A conductor-receiving opening 32 extends inwardly from the end 18 of the housing and substantially to the leading end 16. This opening receives the end portion of a cable 27 containing a plurality of conductors 28 which are surrounded by metallic shielding material 30. In FIG. 2, the shielding has been reversely turned over the cable to expose the insulated conductors 28. When the connector plug is installed on the cable, the shielding material 30 is received in the enlarged rearward portion of the opening 32 and the conductors are received in the forward portion 34 of the opening. Portion 34 is dimensioned such that the conductors 28 will be positioned in side-by-side parallel, relationship with each conductor close to, or against adjacent conductors.
The plug connector 2 has shielding 36 on its outer surface. An opening 38 in its sidewall 20 which extends to a conductor strain relief portion 40, and a cable strain relief portion 42 is provided adjacent to the conductor-receiving end 18. When the plug is installed on the cable, these strain relief portions are forced against the conductors and the cable, as shown at 40' and 42'.
A plurality of contact members 44 are contained in the housing adjacent to the leading end 16 for establishing contact with the conducting cores of the conductors 28 and with the contact members 12 of the receptacle 4. As shown in FIG. 7, each contact member has a relatively wide plate-like portion 46 having an internal end 48 and an external end 50 which are disposed respectively within the housing and on the surface of the housing in FIG. 3. Side edges 52, 54 extend between the ends 48, 50. The contact member 44 is a stamped and formed conductive sheet metal and the plate-like portion 46 comprises two plate members 56, 58 which are joined to each other by means of a fold extending along the side edge 54. Conductor-receiving slots 60 extend inwardly from the internal ends of plate members 56, 58 and are of a width such that when a conductor 28 is forced into one of these slots, the insulation of the conductor will be displaced and contact will be established with the metallic core as shown in FIG. 6. The slots 60 of the two plate members need not necessarily be in alignment with each other so that a kink will be made in the conductor as illustrated in FIG. 6.

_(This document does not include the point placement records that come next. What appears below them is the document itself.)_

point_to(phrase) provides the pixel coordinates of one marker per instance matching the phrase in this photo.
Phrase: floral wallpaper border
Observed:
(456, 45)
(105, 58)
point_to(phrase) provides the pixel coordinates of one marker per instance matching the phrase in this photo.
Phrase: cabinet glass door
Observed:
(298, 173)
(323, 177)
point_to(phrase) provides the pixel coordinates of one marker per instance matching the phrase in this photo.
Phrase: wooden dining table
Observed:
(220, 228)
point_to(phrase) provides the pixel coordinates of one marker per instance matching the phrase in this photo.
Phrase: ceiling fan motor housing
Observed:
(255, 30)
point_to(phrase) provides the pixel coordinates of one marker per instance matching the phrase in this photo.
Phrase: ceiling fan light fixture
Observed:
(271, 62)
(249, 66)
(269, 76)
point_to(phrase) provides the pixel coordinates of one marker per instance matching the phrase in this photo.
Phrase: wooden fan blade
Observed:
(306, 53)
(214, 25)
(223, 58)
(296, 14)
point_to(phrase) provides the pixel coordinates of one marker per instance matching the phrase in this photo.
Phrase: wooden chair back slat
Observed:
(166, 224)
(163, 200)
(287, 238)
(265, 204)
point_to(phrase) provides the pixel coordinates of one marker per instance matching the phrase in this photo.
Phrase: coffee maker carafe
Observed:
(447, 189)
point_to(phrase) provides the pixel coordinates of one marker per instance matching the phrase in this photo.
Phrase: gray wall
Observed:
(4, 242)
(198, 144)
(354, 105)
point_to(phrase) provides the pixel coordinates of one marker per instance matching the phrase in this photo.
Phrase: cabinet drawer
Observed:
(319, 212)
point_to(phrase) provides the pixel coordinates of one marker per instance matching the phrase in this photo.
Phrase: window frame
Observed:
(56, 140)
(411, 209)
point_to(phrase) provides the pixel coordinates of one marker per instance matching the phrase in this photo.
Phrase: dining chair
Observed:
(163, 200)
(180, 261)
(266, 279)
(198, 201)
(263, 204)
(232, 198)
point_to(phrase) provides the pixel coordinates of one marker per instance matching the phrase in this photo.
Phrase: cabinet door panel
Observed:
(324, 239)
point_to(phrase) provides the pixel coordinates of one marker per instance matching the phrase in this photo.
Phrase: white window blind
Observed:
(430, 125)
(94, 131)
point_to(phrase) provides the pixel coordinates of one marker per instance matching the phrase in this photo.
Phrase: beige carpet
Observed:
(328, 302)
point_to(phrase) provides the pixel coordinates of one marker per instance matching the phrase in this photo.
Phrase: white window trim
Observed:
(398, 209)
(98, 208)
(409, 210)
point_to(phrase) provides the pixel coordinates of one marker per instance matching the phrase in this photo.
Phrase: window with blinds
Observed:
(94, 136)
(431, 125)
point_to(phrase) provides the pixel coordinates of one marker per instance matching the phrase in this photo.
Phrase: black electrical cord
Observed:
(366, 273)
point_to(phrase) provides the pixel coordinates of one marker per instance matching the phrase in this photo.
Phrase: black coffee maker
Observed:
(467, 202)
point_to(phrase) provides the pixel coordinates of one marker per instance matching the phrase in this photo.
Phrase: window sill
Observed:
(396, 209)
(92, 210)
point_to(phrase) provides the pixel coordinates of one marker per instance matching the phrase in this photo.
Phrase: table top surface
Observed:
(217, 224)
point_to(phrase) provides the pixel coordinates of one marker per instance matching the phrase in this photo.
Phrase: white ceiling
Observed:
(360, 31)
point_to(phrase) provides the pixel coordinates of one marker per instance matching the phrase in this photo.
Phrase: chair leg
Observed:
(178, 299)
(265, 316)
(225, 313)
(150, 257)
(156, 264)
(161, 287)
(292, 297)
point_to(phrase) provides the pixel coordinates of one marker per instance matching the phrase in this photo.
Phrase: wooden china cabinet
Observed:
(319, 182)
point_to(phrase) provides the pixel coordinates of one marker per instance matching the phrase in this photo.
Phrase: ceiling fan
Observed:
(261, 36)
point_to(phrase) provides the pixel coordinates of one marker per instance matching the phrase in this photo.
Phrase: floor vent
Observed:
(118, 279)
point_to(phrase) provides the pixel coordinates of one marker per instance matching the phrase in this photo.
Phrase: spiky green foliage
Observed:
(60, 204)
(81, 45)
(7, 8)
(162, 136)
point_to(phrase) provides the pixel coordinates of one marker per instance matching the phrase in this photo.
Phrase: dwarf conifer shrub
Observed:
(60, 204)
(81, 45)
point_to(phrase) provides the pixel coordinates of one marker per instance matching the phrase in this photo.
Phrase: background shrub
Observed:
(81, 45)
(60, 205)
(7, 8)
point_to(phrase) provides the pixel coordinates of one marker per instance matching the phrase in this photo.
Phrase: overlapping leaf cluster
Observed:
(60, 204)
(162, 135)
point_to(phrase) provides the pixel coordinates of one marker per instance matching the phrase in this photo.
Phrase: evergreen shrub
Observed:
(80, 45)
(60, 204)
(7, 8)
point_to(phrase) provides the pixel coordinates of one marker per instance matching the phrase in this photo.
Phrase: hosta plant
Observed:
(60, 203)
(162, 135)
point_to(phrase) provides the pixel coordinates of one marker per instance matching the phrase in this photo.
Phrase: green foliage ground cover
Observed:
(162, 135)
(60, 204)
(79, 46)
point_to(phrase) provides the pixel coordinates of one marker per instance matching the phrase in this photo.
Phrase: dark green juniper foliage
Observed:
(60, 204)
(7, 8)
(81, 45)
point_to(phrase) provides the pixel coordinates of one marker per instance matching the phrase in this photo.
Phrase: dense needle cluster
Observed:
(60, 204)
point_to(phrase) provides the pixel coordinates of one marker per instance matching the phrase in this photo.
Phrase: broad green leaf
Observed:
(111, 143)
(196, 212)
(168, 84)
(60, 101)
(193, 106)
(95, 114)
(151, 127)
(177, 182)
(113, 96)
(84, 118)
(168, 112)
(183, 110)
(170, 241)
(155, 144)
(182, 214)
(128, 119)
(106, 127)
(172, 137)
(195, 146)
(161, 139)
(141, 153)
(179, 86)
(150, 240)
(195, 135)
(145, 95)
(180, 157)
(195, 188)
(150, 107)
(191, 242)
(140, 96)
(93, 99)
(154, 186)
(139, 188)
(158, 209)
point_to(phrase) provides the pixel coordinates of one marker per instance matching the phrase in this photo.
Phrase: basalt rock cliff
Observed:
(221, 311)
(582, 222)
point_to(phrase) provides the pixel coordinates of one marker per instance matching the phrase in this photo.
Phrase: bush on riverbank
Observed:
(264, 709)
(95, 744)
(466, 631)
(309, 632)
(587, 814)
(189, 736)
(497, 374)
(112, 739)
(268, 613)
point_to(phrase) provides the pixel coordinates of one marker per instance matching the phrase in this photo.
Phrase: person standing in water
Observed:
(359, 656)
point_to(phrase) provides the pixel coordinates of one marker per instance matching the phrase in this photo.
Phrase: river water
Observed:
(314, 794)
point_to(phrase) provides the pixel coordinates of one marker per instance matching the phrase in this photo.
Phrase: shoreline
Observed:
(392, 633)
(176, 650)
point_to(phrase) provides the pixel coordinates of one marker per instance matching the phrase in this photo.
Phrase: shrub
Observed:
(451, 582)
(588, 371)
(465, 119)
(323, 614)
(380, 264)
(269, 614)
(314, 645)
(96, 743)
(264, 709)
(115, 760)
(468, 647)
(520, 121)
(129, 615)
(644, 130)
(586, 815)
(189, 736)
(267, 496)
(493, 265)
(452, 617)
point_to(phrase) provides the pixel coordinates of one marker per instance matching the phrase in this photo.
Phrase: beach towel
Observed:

Barbs 62 are provided on the upper end of the plate member 58 for retaining the contact member in a contact-receiving opening 68 which is described below. The internal ends or upper ends preferably are tapered to points or edges on each side of the slots 60 to facilitate piercing of the insulation material on the conductors if the conductos have a continuous web of insulaticn as in a flat cable.
A contact arm 64 extends from the plate member 56 at the end 50 thereof, this arm extending diagonally away from the plane of the plate-like portion 46. The end of the arm is upwardly turned as shown at 66.
The openings 68 which receive the contact members are arranged in a row which extends between, and normally of, the endwalls 24 of the housing. Each opening has, as viewed in cross section, opposed endwalls 70 and opposed sidewalls 72. The endwalls define the major axis of the opening 72 as seen in FIG. 6 and the sidewalls 72 define the minor axis. The major axis has a length substantially equal to the width of the plate-like portion 46 of a terminal 44 as measured between the side edges 52, 54 and the minor axis has a length which is substantially equal to the thickness of the plate portion 46. In general, the openings are dimensioned to receive snuggly the plate-like portions of the terminals. The openings have their major axes arranged in prallel spaced apart planes as shown in FIG. 5 which extend normally of the axes of the conductors 28 positioned in the forward portion 34 of the opening 22. It would be apparent from FIG. 5 that when the contact members are fully inserted into the openings, the space between adjacent conductors, and therefore between the slots of adjacent contact members, is somewhat less than the width of an individual contact member as measured between the side edges 52, 54 of the contact member. The openings have upper portions 74, adjacent to the sidewall 22 which receive the internal ends of the contact members when they are fully inserted as shown in FIG. 3.
Parallel recesses 76 are provided on the housing sidewall 20 which extend from the openings 68 to the leading end 16 and which merge with parallel recesses 78 in the leading end of the housing. The recesses 76, 78 receive the contact arms 64 in the end portions 66 of these arms.
The connector plug may be supplied to a user with the contact members partially inserted into the openings 68. When the user wishes to install the connector on a cable 27, he inserts the cable into the opening 32 and fully inserts the contact members into the openings 68 until they are in the positions of FIG. 3. Alternatively, the contact members can be supplied as loose piece parts or in strip form to the user who would insert the contacts into the housing upon installation of the connector on the cable. After insertion of the contact members, the contact arms will present a contact portion or surface adjacent to the leading end 16. The contact surface may be selectively plated as shown at 88.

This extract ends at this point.